[Intel-gfx] [PATCH v5 17/18] drm/i915: Watchdog timeout: DRM kernel interface to set the timeout

Tue Mar 28 08:31:16 UTC 2017

On Mon, Mar 27, 2017 at 06:03:37PM -0700, Michel Thierry wrote:
> On 25/03/17 02:38, Chris Wilson wrote:
> >On Fri, Mar 24, 2017 at 06:30:09PM -0700, Michel Thierry wrote:
> >>diff --git a/drivers/gpu/drm/i915/i915_drv.h b/drivers/gpu/drm/i915/i915_drv.h
> >>index b43c37a911bb..1741584d858f 100644
> >>--- a/drivers/gpu/drm/i915/i915_drv.h
> >>+++ b/drivers/gpu/drm/i915/i915_drv.h
> >>@@ -1039,6 +1039,7 @@ struct i915_gpu_state {
> >> 			int ban_score;
> >> 			int active;
> >> 			int guilty;
> >>+			int watchdog_threshold;
> >
> >Shouldn't this be added in the patch adding it to the context for real?
> >
> 
> I wanted to wait until I could print it in the error_state using
> watchdog_to_us (which is added until this patch).
> I can also move all the i915_gpu_error.c changes to a new patch.

Probably the best compromise.

> >>+/* Return the timer count threshold in microseconds. */
> >>+int i915_gem_context_get_watchdog(struct i915_gem_context *ctx,
> >>+				  struct drm_i915_gem_context_param *args)
> >>+{
> >>+	struct drm_i915_private *dev_priv = ctx->i915;
> >>+	struct intel_engine_cs *engine;
> >>+	enum intel_engine_id id;
> >>+	u32 threshold_in_us[I915_NUM_ENGINES];
> >
> >Reading is a 2 step process. First CONTEXT_GET_PARAM passes in size==0
> >and gets told by the kernel what size array to allocate. Second pass
> >supplies a buffer with that size. (Or userspace can preallocate a large
> >enough buffer, declare it's full size and let the kernel fill as much as
> >it wants.)
> >
> >if (args->size == 0)
> >	goto out;
> >
> >if (args->size < sizeof(threshold_in_us))
> >	return -EFAULT;
> EFAULT or EINVAL?

EFAULT. The user buffer is not an absolute fixed requirement, so too
small a buffer is an overrun -> fault.

> >>+
> >>+	if (!dev_priv->engine[VCS]->emit_start_watchdog)
> >>+		return -ENODEV;
> >>+
> >>+	for_each_engine(engine, dev_priv, id) {
> >>+		struct intel_context *ce = &ctx->engine[id];
> >>+
> >>+		threshold_in_us[id] = watchdog_to_us(ce->watchdog_threshold);
> >>+	}
> >>+
> >>+	mutex_unlock(&dev_priv->drm.struct_mutex);
> >
> >Grr.
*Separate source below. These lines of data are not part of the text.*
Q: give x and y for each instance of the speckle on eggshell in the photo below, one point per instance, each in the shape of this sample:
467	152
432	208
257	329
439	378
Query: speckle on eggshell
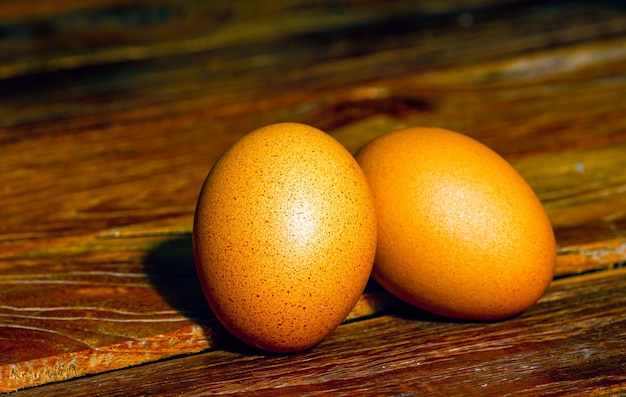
284	237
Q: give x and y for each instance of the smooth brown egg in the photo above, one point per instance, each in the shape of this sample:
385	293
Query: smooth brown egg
284	237
460	232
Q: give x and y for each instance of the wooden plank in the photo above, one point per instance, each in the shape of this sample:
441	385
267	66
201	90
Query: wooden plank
410	352
105	140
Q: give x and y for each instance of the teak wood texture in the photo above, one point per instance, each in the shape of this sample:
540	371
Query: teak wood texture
112	113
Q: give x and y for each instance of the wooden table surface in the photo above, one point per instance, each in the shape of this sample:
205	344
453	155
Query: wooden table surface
112	112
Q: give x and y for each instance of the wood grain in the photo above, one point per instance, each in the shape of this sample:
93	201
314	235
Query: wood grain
411	352
113	111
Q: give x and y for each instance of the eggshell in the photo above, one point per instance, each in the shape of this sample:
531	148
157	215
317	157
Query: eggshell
460	232
284	237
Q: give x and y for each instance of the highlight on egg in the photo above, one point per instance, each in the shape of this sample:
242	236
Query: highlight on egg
284	237
460	232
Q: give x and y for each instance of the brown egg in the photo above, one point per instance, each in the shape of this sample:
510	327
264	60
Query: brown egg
284	237
460	232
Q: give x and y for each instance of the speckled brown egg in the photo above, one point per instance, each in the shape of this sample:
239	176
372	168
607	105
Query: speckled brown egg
284	237
460	232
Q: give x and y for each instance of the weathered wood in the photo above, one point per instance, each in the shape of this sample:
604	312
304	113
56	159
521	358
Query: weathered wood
410	352
112	113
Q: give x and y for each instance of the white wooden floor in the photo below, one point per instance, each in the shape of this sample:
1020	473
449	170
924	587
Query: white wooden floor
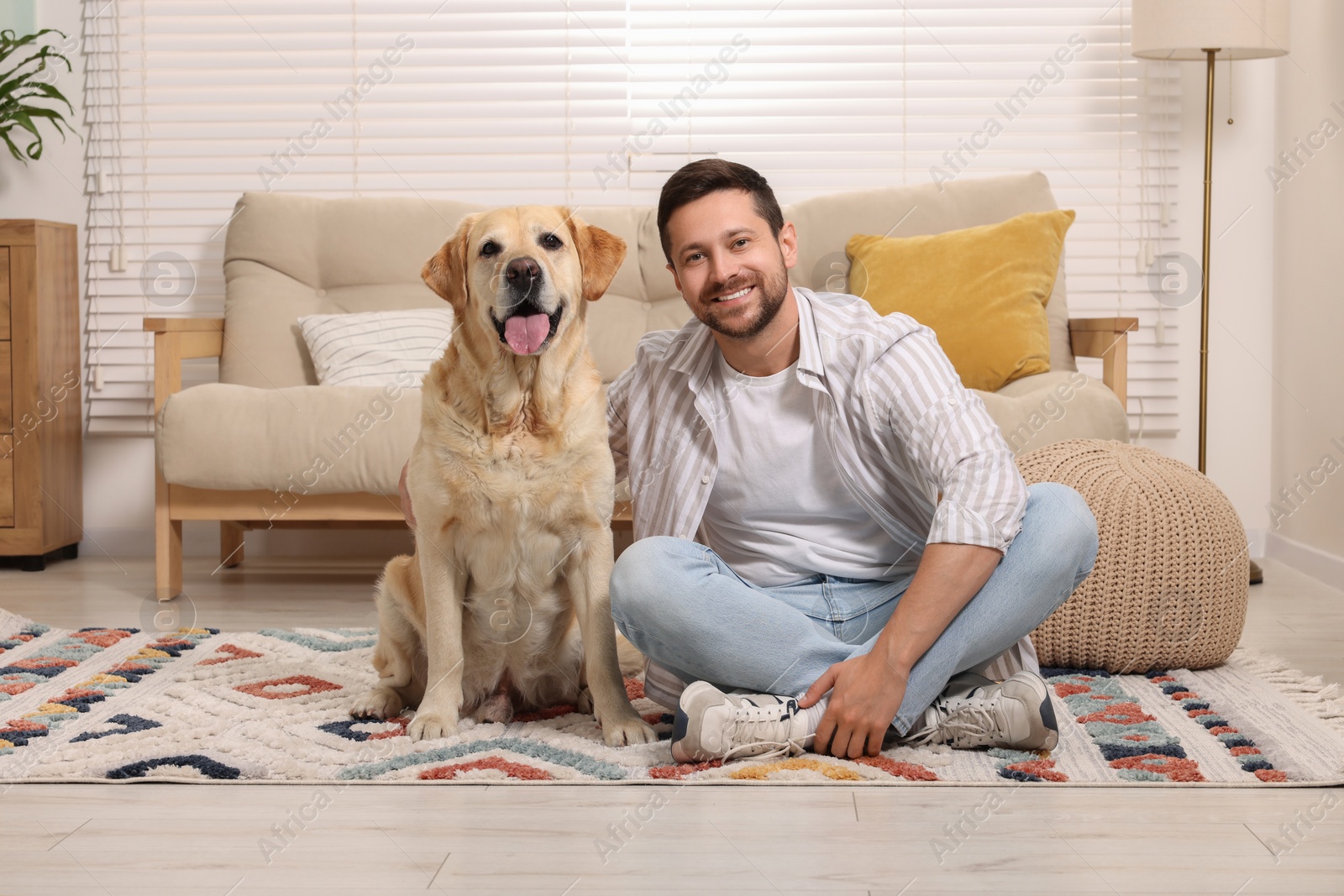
198	840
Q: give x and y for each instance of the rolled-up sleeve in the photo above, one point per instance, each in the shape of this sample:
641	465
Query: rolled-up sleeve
953	443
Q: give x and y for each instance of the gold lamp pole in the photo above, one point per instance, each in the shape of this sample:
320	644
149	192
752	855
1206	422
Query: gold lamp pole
1203	264
1205	29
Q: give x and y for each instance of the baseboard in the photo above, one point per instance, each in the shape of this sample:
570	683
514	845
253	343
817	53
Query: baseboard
1316	563
201	537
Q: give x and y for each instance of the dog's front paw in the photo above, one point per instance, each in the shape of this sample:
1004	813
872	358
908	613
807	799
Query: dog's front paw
378	703
428	726
627	730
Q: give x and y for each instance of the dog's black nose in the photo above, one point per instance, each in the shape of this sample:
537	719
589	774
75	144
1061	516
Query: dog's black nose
521	273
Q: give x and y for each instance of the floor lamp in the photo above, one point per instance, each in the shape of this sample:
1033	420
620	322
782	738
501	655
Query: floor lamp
1203	31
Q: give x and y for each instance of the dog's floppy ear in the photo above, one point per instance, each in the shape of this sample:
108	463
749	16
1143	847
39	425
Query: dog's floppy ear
600	255
445	271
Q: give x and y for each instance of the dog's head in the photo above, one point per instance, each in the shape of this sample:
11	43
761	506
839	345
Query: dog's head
523	273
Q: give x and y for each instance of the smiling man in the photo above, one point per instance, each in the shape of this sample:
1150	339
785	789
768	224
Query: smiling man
832	539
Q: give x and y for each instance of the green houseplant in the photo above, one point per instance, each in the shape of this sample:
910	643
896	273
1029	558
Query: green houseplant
26	96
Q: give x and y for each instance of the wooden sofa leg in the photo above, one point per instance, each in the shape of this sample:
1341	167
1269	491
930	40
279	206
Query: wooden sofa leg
230	543
167	546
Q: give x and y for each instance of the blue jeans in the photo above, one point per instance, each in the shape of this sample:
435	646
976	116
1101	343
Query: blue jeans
679	604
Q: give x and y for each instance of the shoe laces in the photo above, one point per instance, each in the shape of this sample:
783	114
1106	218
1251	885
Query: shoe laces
960	721
750	727
971	720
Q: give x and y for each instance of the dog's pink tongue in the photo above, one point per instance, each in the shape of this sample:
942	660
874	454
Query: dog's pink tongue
526	333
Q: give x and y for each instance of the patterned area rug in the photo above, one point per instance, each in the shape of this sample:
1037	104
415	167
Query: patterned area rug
270	705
We should look at why we have this lock here in the first place.
> >IIRC, it was there to make TRTT easier, but we can always move the
> >burden of work again.
> >
> 
> It helps TRTT (that code also takes an extra reference of the
> ctx)... but it all started in i915_gem_context_lookup (499f2697da1d)

It is just laziness that we kept it around the switch, and part of the
reason for that laziness to remain was trtt. Note, we don't need the
mutex around the context lookup (or unref) with a bit of jiggery-pokery.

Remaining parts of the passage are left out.